2. Dairemiz uygulamasında, fazla çalışma, hafta tatili ve ulusal bayram ve genel tatil ücreti alacaklarından yapılan uygun bir indirim ile ilgili olarak Avukatlık Asgari Ücret Tarifesi’nde bir kurala yer verilmediğinden ve ayrıca işçinin davasını açtığı veya ıslah yoluyla dava konusunu arttırdığı aşamada mahkemece ne miktarda indirim yapılacağı bilinemediğinden, fazla çalışma, hafta tatili ve ulusal bayram ve genel tatil ücreti alacaklarından yapılan indirimlerden dolayı reddine karar verilen miktar bakımından kendisini vekille temsil ettirmiş olan davalı yararına vekâlet ücretine hükmedilemeyeceği kabul edilmiştir (Yargıtay 9. Hukuk Dairesinin 20.04.2022 tarihli ve 2022/4477 Esas, 2022/4842 Karar sayılı; 08.03.2022 tarihli ve 2022/2273 Esas, 2022/2899 Karar sayılı kararları).

3. Değerlendirme
1.Uyulan bozma kararı gereğince tesis edilmiş İlk Derece Mahkemesi kararında hukuk kurallarının somut olaya uygulanmasında bir isabetsizlik olmamasına, bozma ile kesinleşen ve karşı taraf yararına kazanılmış hak durumunu oluşturan yönlerin ise yeniden incelenmesine hukukça imkan bulunmamasına göre davalı vekilinin aşağıdaki bendin kapsamı dışındaki temyiz itirazları yerinde görülmemiştir.

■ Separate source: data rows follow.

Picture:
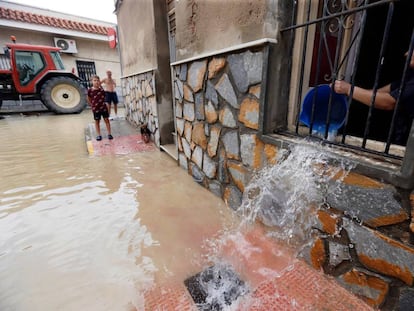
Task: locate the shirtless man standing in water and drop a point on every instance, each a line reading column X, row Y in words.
column 110, row 93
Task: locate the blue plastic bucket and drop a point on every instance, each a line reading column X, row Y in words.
column 338, row 109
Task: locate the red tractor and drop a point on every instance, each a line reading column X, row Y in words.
column 37, row 73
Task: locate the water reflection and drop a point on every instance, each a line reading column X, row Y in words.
column 91, row 233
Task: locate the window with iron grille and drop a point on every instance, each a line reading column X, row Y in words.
column 366, row 44
column 86, row 70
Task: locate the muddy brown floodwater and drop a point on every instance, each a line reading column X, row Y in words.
column 92, row 233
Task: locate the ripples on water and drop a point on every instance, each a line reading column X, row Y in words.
column 70, row 238
column 92, row 233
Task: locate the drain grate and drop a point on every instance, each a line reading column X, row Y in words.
column 215, row 288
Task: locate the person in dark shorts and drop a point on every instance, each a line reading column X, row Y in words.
column 96, row 99
column 110, row 93
column 386, row 99
column 145, row 133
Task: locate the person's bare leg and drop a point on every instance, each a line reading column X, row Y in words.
column 108, row 105
column 98, row 127
column 108, row 128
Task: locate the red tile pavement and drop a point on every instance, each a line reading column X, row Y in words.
column 119, row 145
column 278, row 281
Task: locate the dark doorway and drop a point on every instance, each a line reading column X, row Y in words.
column 397, row 44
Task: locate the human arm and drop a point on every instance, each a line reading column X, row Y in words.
column 383, row 99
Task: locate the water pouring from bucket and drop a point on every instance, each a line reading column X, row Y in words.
column 320, row 96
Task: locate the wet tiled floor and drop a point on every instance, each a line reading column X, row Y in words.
column 278, row 280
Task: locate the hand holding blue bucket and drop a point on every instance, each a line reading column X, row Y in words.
column 320, row 96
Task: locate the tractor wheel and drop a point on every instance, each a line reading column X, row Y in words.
column 63, row 95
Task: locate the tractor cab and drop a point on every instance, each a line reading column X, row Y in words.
column 37, row 72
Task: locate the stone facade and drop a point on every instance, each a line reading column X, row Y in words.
column 217, row 118
column 141, row 102
column 361, row 237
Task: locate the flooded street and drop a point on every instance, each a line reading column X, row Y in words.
column 92, row 233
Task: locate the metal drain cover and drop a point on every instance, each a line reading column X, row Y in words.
column 215, row 288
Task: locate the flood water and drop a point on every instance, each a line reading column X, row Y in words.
column 92, row 233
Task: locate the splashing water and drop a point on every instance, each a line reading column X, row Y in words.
column 285, row 198
column 287, row 195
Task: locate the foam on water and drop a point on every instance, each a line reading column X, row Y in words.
column 284, row 197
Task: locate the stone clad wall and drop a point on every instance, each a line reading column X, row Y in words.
column 141, row 102
column 217, row 120
column 362, row 239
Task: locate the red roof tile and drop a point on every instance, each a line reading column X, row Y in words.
column 27, row 17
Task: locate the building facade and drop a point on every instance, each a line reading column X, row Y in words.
column 226, row 83
column 84, row 42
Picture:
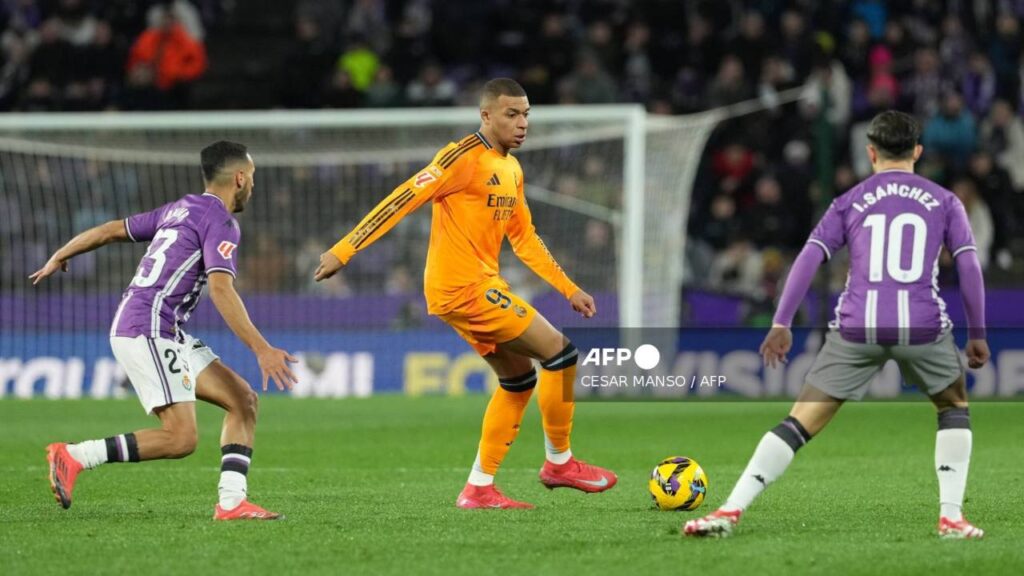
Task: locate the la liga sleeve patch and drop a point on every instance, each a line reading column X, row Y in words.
column 226, row 249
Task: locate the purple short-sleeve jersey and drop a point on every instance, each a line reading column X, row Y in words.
column 895, row 224
column 188, row 239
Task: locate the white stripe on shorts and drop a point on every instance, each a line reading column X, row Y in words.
column 903, row 316
column 870, row 317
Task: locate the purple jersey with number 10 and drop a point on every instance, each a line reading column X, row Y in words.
column 895, row 224
column 188, row 239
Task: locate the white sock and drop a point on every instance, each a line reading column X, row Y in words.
column 90, row 453
column 232, row 488
column 477, row 477
column 553, row 456
column 952, row 455
column 769, row 461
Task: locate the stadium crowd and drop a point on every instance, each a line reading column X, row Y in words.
column 957, row 65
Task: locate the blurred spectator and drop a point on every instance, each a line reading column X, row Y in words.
column 853, row 52
column 589, row 83
column 729, row 85
column 795, row 44
column 431, row 87
column 637, row 72
column 1003, row 136
column 722, row 224
column 305, row 65
column 182, row 11
column 47, row 70
column 752, row 44
column 369, row 19
column 995, row 189
column 341, row 92
column 955, row 46
column 554, row 48
column 384, row 92
column 769, row 221
column 757, row 189
column 359, row 63
column 591, row 266
column 737, row 270
column 925, row 87
column 163, row 63
column 950, row 133
column 979, row 216
column 978, row 85
column 78, row 27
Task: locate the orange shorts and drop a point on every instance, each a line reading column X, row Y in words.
column 489, row 315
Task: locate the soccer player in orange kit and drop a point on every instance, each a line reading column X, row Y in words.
column 477, row 192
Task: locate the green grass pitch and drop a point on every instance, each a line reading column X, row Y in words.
column 369, row 487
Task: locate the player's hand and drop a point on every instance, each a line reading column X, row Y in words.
column 51, row 266
column 977, row 353
column 273, row 363
column 584, row 303
column 330, row 264
column 776, row 345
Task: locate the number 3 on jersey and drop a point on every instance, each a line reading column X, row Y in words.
column 161, row 242
column 893, row 257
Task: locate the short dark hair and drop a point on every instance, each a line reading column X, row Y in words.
column 501, row 87
column 220, row 154
column 894, row 134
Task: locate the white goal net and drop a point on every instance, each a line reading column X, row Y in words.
column 608, row 188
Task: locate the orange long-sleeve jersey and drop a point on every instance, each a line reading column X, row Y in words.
column 478, row 201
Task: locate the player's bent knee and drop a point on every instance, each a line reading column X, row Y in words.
column 522, row 382
column 792, row 433
column 248, row 405
column 954, row 418
column 567, row 357
column 183, row 442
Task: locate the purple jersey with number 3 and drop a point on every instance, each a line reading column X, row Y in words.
column 188, row 239
column 895, row 224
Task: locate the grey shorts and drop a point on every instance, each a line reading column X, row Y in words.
column 845, row 369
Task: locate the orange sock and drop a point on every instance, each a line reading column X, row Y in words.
column 556, row 400
column 501, row 421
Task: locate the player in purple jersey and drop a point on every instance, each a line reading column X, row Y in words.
column 895, row 224
column 193, row 241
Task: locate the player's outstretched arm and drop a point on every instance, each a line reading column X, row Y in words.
column 89, row 240
column 531, row 251
column 272, row 362
column 973, row 292
column 779, row 339
column 425, row 184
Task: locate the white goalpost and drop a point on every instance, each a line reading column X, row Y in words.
column 608, row 187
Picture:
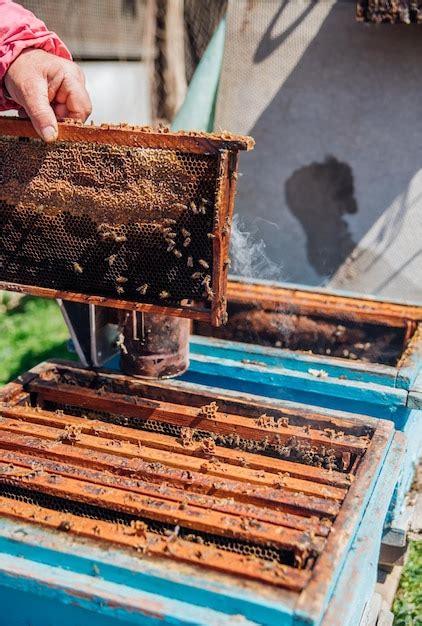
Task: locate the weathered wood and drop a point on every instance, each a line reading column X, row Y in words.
column 165, row 511
column 189, row 417
column 43, row 292
column 298, row 502
column 324, row 302
column 139, row 137
column 76, row 462
column 294, row 476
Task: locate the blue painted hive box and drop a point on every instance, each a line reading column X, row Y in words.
column 315, row 347
column 124, row 501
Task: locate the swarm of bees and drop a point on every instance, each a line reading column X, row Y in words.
column 266, row 421
column 209, row 410
column 208, row 446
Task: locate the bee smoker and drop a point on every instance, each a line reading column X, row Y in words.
column 153, row 346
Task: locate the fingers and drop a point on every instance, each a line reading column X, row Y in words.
column 36, row 79
column 72, row 97
column 35, row 101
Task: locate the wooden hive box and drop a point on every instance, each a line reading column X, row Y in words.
column 146, row 503
column 313, row 346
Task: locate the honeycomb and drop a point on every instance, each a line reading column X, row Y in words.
column 83, row 509
column 131, row 222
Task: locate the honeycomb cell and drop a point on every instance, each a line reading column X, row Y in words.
column 77, row 204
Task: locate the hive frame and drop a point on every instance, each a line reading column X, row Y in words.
column 312, row 602
column 225, row 147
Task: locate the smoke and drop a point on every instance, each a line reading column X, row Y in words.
column 247, row 252
column 250, row 260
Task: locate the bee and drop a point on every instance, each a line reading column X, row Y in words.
column 111, row 259
column 120, row 343
column 142, row 289
column 227, row 226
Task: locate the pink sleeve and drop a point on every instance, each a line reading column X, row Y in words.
column 20, row 29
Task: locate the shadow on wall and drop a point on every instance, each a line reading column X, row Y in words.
column 319, row 195
column 354, row 94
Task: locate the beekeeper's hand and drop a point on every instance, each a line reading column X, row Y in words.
column 47, row 86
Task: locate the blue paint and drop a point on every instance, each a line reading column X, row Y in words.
column 54, row 575
column 105, row 599
column 40, row 546
column 274, row 383
column 358, row 577
column 295, row 361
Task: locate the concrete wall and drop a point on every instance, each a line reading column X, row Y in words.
column 334, row 186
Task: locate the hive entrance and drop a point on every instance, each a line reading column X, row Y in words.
column 119, row 216
column 222, row 485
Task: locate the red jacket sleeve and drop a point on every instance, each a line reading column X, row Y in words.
column 20, row 29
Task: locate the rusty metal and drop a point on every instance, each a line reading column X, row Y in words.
column 389, row 11
column 347, row 327
column 153, row 346
column 244, row 491
column 131, row 218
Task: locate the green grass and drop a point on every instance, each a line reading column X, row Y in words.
column 29, row 333
column 407, row 606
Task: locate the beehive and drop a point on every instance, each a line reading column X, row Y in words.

2. Somut olayda, davacı işçinin dava ve ıslah dilekçeleriyle talep ettiği dava konusu işçilik alacaklarının kısmen kabulü ile davalı lehine vekâlet ücretine karar verilmiştir. Mahkemece reddedilen alacaklar yönünden davalı lehine vekâlet ücretine karar verilmesinde isabetsizlik yok ise de davacının uygun indirim dışında toplam 4.935,19 USD alacağının reddedildiği, zira davacının 15.12.2017 tarihli ıslah dilekçesinde geçen yıllık izin alacağına ilişkin talebini 6.613,33 USD’ye artırdığına dair ifadenin maddi hatalı olduğu, söz konusu ıslah dilekçesinde bilirkişi raporuna yapılan atıflar ve toplam ıslah miktarına dair açıklamalar birlikte değerlendirildiğinde; davacının yıllık izin alacağını 2.603,33 USD olarak artırdığı anlaşılmış olup bu husus gözetilerek yapılan değerlendirme sonucunda; karar tarihine göre Merkez Bankası tarafından ilan edilen gösterge niteliğindeki döviz kuru (13,6482 TL) uyarınca reddedilen alacağın 67.356,46 TL’ye (4.935,19 USDx13,6482 TL) karşılık geldiği gözetilerek söz konusu tutar ve karar tarihinde yürürlükte bulunan Avukatlık Asgari Ücret Tarifesine göre davalı lehine 9.556,34 TL vekâlet ücreti takdir edilmesi gerekirken yazılı şekilde karar verilmiş olması bozmayı gerektirir. Ne var ki bu yanlışlığın giderilmesi yeniden yargılama yapılmasını gerektirmediğinden 6100 sayılı Hukuk Muhakemeleri Kanunu’nun 370 inci maddesinin ikinci fıkrası hükmü uyarınca İlk Derece Mahkemesi kararının düzeltilerek onanması gerekir.

VI. KARAR
Açıklanan sebeple;
1.Davalı tarafın İlk Derece Mahkemesi kararına yönelik temyiz itirazının kabulü ile İlk Derece Mahkemesi kararının hüküm fıkrasının sekizinci bendinde yer alan “Davalı kendisini vekille temsil ettirdiğinden, hüküm tarihinde yürürlükte bulunan Avukatlık Asgari Ücret Tarifesi uyarınca hesap ve takdir edilen 8.194,00 TL vekalet ücretinin davacıdan alınarak davalıya verilmesine,” ibaresinin çıkartılarak yerine “Davalı kendisini vekille temsil ettirdiğinden, hüküm tarihinde yürürlükte bulunan Avukatlık Asgari Ücret Tarifesi uyarınca hesap ve takdir edilen 9.556,34 TL vekâlet ücretinin davacıdan alınarak davalıya verilmesine,” ibaresinin yazılması suretiyle hükmün bu şekilde DÜZELTİLEREK ONANMASINA,

Davalı yararına takdir edilen 3.815,00 TL duruşma vekâlet ücretinin karşı tarafa yükletilmesine,

Peşin alınan temyiz harcının istek halinde ilgiliye iadesine,

Dosyanın İlk Derece Mahkemesine, kararın bir örneğinin Bölge Adliye Mahkemesine gönderilmesine,

31.05.2022 tarihinde oy birliğiyle karar verildi.